The move that amounts to slowing the subsidy reform process follows the hike in the number of subsidised LPG cylinders in a year to 12 from 9 fixed earlier and the restoration of diesel subsidy for state road transport corporations.

After a meeting of the cabinet committee on political affairs (CCPA), Moily said: Pending the committee examining the issues, the Aadhaar-linked LPG subsidy transfer has been put on hold.

The increase in the cap on subsidised cylinders will lead to additional subsidy of R5,000 crore. Under-recoveries on LPG for the first half of 2013-14 stood at R18,585 crore and for the whole of 2012-13, it was R39,558 crore.

Since the launch of DBTL in June last year end -December 2013, the scheme completed more than 40 million cash transfers worth over R2,000 crore to the bank accounts of 66 million consumers in 184 districts.

DBTL under which consumers got R435 advance money in their bank accounts so as to help them buy an LPG cylinder at market price was this month extended to 105 districts including Delhi and Mumbai. The scheme was launched in 20 districts in June 2013 and was extended to 34 more in September 2013.

Kerosene DBT scheme is only at the pilot stage and won't make any meaningful difference to subsidy amounts soon.

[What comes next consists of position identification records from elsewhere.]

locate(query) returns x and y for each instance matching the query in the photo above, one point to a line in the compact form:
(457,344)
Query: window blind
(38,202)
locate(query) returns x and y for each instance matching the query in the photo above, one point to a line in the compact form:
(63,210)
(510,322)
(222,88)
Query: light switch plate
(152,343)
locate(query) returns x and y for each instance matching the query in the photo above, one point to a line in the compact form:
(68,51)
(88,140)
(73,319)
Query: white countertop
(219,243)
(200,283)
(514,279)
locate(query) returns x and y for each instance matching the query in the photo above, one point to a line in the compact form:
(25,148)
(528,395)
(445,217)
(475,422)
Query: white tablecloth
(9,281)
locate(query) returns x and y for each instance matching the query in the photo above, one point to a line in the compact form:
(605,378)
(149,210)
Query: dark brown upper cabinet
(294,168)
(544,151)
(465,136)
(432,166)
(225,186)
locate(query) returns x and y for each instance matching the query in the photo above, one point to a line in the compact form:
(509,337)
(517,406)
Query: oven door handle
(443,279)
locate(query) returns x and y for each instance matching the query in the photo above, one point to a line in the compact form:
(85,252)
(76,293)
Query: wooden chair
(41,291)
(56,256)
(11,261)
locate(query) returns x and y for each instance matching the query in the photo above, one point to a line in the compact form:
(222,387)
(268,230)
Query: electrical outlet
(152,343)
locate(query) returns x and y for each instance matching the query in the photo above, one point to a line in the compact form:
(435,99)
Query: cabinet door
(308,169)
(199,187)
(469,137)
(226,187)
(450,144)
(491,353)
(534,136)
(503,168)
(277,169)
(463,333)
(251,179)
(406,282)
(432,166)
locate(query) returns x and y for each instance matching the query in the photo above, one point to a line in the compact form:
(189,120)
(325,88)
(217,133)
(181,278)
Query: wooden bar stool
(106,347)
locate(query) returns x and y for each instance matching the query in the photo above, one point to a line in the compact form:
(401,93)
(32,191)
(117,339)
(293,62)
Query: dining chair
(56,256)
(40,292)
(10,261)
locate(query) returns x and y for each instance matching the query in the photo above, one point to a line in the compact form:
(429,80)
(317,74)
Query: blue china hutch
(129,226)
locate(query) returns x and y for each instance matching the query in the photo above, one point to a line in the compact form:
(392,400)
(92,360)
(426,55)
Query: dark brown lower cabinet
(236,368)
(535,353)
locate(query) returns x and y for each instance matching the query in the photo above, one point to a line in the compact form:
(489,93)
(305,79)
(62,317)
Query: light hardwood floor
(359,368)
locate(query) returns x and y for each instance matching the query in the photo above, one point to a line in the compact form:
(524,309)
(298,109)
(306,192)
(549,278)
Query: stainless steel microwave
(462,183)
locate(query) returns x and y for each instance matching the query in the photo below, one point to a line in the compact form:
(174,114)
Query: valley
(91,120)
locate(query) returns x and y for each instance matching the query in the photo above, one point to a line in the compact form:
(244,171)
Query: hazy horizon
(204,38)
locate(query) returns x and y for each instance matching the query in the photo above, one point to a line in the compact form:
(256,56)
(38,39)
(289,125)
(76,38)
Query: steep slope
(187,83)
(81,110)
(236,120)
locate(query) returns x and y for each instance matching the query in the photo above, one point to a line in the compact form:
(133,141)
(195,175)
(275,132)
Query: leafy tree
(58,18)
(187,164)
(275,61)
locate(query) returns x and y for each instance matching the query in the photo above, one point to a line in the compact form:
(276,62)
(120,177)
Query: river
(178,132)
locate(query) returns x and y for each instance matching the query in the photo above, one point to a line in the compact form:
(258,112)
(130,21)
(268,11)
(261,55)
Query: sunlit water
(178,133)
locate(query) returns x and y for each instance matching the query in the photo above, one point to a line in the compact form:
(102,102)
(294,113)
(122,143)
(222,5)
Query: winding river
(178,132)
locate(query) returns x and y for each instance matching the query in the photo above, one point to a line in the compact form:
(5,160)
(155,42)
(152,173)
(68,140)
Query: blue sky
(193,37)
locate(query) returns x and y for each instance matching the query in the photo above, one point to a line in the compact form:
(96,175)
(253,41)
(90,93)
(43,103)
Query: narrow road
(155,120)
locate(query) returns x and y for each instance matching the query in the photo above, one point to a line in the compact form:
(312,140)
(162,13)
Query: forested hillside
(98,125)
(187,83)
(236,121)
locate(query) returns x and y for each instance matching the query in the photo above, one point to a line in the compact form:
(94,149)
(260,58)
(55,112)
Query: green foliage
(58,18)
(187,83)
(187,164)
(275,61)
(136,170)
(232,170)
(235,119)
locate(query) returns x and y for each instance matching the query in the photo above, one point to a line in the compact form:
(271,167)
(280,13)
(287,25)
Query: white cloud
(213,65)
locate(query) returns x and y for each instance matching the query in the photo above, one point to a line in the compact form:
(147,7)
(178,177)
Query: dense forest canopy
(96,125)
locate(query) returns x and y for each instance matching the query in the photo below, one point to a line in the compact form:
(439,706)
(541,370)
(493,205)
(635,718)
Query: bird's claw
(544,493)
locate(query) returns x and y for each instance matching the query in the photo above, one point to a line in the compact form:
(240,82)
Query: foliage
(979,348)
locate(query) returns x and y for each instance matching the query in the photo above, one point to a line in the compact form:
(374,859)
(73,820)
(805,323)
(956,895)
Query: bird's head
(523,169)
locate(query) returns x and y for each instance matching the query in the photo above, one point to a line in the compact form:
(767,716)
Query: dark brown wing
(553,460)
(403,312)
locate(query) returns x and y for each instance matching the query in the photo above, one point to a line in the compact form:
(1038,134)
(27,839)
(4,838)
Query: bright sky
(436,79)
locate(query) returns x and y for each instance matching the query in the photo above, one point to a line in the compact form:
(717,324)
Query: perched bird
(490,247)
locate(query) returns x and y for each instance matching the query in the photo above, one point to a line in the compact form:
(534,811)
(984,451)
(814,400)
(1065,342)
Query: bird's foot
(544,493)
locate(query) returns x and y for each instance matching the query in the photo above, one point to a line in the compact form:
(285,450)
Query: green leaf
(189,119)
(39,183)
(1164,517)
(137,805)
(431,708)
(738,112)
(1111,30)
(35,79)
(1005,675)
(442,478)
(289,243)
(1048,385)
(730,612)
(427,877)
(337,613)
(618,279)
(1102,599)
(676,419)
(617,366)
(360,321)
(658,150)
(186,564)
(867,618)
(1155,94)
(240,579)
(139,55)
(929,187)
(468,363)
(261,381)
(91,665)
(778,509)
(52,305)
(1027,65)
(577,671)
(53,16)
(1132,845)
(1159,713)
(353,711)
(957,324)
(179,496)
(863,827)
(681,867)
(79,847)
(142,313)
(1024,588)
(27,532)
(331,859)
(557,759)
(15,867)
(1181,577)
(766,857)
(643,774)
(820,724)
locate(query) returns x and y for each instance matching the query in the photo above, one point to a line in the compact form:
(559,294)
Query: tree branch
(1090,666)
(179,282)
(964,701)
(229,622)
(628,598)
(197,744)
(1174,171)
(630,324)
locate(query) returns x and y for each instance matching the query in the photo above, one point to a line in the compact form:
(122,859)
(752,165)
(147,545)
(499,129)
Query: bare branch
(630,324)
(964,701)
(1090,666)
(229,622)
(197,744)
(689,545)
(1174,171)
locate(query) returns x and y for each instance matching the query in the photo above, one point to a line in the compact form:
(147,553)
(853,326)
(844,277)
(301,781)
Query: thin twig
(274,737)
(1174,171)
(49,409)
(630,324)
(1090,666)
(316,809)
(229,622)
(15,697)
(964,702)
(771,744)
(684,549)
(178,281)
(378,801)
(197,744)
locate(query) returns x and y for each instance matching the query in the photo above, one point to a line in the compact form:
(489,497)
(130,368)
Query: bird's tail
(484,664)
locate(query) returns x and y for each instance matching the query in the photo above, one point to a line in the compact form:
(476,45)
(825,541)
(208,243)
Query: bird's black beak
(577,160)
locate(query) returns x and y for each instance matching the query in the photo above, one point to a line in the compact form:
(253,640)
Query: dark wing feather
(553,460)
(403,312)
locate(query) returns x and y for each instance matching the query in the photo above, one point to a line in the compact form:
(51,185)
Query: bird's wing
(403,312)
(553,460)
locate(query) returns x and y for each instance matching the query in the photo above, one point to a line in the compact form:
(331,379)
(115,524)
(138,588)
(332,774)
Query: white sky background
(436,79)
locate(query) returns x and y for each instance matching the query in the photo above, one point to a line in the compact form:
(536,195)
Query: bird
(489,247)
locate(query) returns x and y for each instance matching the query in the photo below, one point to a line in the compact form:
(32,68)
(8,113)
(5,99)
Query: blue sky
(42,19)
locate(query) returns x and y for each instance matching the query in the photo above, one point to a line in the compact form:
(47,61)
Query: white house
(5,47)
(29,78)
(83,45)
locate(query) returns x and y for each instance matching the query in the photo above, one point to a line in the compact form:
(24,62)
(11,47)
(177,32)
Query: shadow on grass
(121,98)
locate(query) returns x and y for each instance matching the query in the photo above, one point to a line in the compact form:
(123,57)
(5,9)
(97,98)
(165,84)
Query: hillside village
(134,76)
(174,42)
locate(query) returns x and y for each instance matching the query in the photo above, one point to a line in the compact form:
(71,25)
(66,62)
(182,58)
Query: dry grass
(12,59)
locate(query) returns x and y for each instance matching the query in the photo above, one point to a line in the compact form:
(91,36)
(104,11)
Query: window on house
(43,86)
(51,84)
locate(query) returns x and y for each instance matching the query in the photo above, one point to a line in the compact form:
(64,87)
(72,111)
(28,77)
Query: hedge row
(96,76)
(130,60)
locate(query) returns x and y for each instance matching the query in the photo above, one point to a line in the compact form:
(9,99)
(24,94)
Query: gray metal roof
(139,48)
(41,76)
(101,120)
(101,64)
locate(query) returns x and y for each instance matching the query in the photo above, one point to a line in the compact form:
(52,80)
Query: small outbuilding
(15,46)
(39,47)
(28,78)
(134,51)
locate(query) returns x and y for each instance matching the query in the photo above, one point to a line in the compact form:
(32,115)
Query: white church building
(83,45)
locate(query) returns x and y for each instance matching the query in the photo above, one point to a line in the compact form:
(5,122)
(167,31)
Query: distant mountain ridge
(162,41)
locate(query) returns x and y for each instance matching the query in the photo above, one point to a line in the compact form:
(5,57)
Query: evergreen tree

DBTL has run into trouble, with the low levels of Aadhaar accounts and bank account seedings. LPG consumers must link their Aadhaar number to LPG gas connection number and bank account to be eligible for subsidised cylinders. There have also been voices within the Congress party to do away with the DBTL considering many consumers did not either have the Aadhaar number or bank accounts linked to Aadhaar. Also, the validity of the scheme was put into question after the Supreme Court on September 23 stated that the Aadhaar card is not mandatory and no person should be deprived of any government schemes for want of it.

Moily said that till DBTL issues are settled by the committee, all LPG consumers will utilise the old system of paying the subsidised amount of R414 per cylinder (in Delhi). Under the DBTL scheme, the subsidy was deposited in the consumer's bank account and the consumer would pay the LPG dealer the entire market price.

Moily also said that all households will get one cylinder extra, on top of the quota of 9 cylinders, in February and March. From April, they will be entitled to 12 cylinders one cylinder per month at subsidised rates. This comes after Congress vice-president Rahul Gandhi said at last week's AICC session said that nine cylinders were not enough for households and there was a need to increase this quota to 12 cylinders of 14.2 kg.

Moily has said that 89.2% of the 15 crore LPG consumers use up to nine cylinders in a year and only 10% have to buy the additional requirement at the market price. If the quota is raised to 12, about 97% of the LPG consumers would be covered by subsidised LPG.

Earlier, the oil ministry had said that increasing the limit to 12 cylinders would result in additional subsidy burden of around R3,500-5,800 crore. This is based on the assumption that the incremental 1.4-1.5 crore odd households that use 10-12 cylinders a year will come under the subsidy net. So, the subsidy burden for these three additional LPG cylinders at a subsidy of around R763 per cylinder will be around R3,500 crore, which will vary depending on the behaviour of LPG prices and the actual number of households that take up the full 12 subsidised cylinder allocation.

With a view to cutting its subsidy bill, the government had initially capped the supply of subsidised domestic LPG cylinders to six per household in a year in September 2012. The annual quota was raised to nine in January 2013. Consumers who have exhausted their quota must buy LPG at the market price of R1,258 per cylinder.

Industry analysts are, however, worried that an increase in the cap will raise the level of black marketing activity as well as imprudent consumption of LPG.

In early January, oil companies increased the price of non-subsidised LPG cylinders by R220, one of the sharpest ever hikes aimed at shifting the burden of higher global prices on consumers. It followed a R63 hike on December 1, and a rise of R3.50 a cylinder 10 days later.

State-owned oil retailers revise rates of non-subsidised LPG on the 1st of every month, based on the average imported cost and rupee-US dollar rate during the previous month.